Thanks Rich. I was trying to ignite and combine my favourite things without being boring, having gone to so many gigs by the LMC and seen so many arthouse films, which can feel so sterile even if the passions of the people concerned are obviously viable. You'd go to these gigs and they'd be terminally boring but the people who played would be so funny and alive, and it's just...how do you translate that. So I did experiments in films - can this one make people cry, can this one make people laugh, can this on make people leave - and then tried to combine them. It was just trying to allow people to enjoy complicated ideas while still having them be sexy, and so I thought drugs and film could do that better, have a wider reach, than doing that with books or whatever. The Telepathy film hit 10,000 people, which a book of mine never would have done. Even if that's small fry by Michael Jackson standards.
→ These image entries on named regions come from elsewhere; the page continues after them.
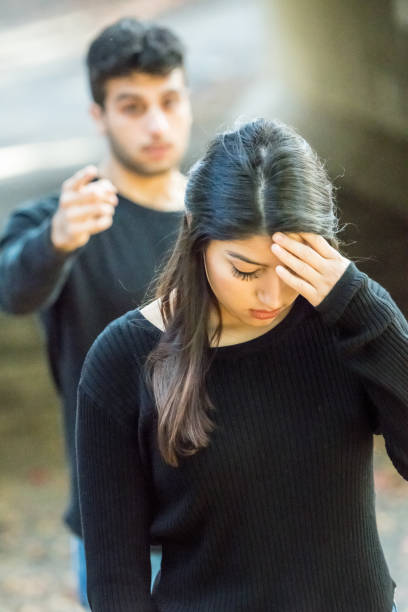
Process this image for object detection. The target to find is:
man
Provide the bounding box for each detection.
[0,19,191,605]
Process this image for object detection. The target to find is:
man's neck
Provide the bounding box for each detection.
[99,159,187,211]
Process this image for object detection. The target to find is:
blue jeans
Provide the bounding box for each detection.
[71,536,161,610]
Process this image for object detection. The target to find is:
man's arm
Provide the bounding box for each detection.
[0,166,117,314]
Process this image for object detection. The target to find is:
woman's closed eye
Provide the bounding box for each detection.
[231,264,262,280]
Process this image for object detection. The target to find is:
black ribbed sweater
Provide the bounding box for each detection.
[77,264,408,612]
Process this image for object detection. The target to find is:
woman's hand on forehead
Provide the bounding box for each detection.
[271,232,350,306]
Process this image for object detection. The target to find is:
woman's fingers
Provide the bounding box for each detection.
[272,232,324,272]
[271,244,320,286]
[299,232,341,259]
[275,266,319,305]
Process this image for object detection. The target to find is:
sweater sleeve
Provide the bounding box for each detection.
[317,263,408,480]
[0,198,76,314]
[76,323,156,612]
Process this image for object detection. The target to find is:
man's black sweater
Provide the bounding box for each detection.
[77,264,408,612]
[0,195,182,535]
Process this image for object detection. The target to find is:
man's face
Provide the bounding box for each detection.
[93,68,192,176]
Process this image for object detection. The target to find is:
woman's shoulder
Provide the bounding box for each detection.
[79,309,161,402]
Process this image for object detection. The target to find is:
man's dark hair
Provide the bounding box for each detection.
[86,17,184,106]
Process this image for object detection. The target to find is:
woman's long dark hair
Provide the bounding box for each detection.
[146,119,338,467]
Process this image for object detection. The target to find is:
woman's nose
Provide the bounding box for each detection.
[256,279,282,310]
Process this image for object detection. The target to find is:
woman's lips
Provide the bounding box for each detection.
[250,308,282,319]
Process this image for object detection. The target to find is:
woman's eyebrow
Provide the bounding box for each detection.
[226,251,268,268]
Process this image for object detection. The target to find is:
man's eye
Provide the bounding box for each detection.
[232,266,261,280]
[163,98,177,108]
[122,104,143,115]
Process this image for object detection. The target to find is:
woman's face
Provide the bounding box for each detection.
[205,234,302,328]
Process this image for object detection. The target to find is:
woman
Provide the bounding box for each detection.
[77,120,408,612]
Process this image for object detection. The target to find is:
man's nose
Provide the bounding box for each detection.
[146,108,168,134]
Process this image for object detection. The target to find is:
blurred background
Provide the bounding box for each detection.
[0,0,408,612]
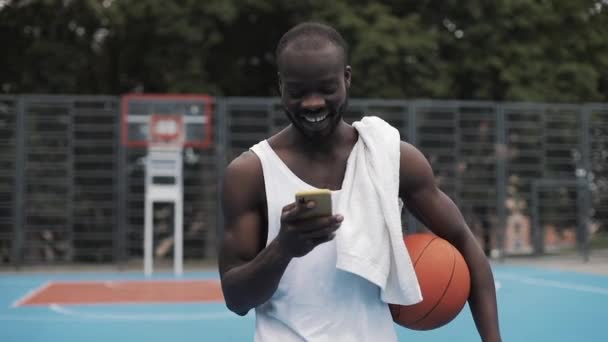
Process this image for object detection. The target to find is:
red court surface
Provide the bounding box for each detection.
[14,280,223,307]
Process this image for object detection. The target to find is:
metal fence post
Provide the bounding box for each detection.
[11,96,27,268]
[407,102,418,233]
[576,106,592,262]
[112,97,129,268]
[210,97,229,258]
[494,104,508,261]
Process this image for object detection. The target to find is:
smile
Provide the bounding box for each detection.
[302,113,329,123]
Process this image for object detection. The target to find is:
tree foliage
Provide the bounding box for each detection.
[0,0,608,102]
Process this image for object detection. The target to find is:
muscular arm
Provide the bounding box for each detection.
[219,152,291,315]
[399,143,500,341]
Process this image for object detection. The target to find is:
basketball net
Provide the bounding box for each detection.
[148,114,185,149]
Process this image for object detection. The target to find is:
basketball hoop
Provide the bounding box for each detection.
[148,114,184,147]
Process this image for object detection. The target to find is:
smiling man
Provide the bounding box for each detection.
[219,23,500,341]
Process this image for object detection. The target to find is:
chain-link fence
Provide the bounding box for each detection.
[0,95,608,265]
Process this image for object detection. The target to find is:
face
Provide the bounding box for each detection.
[279,44,351,139]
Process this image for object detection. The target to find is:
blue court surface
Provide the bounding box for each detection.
[0,265,608,342]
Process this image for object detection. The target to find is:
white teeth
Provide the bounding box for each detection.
[302,114,329,123]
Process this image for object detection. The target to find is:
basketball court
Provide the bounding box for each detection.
[0,265,608,342]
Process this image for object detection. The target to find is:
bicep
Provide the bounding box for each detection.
[399,144,469,244]
[219,157,265,274]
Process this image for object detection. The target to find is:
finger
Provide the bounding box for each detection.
[300,224,340,240]
[282,201,316,222]
[291,214,344,233]
[310,233,336,247]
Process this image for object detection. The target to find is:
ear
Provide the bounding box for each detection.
[277,72,283,96]
[344,65,353,89]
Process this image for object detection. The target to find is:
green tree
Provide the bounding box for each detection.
[0,0,608,102]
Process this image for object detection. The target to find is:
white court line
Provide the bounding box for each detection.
[11,281,53,308]
[496,272,608,295]
[49,304,247,321]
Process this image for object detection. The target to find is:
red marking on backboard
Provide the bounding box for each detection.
[120,93,213,148]
[15,280,224,306]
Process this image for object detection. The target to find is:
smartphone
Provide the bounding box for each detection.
[296,189,332,218]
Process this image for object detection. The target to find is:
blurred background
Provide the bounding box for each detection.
[0,0,608,268]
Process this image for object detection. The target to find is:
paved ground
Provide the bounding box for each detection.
[493,249,608,275]
[0,249,608,275]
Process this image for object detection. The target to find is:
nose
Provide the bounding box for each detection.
[302,95,325,111]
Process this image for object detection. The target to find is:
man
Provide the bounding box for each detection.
[219,23,500,341]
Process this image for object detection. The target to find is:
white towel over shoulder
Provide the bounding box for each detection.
[336,116,422,305]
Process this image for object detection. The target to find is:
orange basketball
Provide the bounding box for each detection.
[389,233,471,330]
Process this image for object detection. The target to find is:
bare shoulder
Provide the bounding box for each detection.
[222,151,265,207]
[399,141,435,194]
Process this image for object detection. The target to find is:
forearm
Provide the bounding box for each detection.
[464,241,500,342]
[222,240,291,315]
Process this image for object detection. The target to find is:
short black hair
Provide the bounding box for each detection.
[275,22,348,66]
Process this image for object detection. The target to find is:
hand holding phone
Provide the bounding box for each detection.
[296,189,332,218]
[277,189,344,257]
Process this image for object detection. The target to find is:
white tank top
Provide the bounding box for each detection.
[251,140,397,342]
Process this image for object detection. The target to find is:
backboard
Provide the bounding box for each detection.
[121,94,213,148]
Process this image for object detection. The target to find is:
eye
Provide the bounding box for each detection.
[321,86,338,94]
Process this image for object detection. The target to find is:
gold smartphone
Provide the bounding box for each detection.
[296,189,332,218]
I dunno now about it all. But that's having been out of the game for a bit, I think.
I think psychedelia can be a gateway to very very complicated types of thought - obviously heads are gonna get that quicker than people who haven't turned on but it can be a way to open up portals, certainly. Which can only be cool. I had the luck to meet some people who did real acid, the SF stuff produced by Owlsley, and they weren't human, they were still - 30/40 years on - they were still faster, better, than anyone I'd met previously or since. And so I think, drugs are augmentation, consciousness is augmentation. The future is.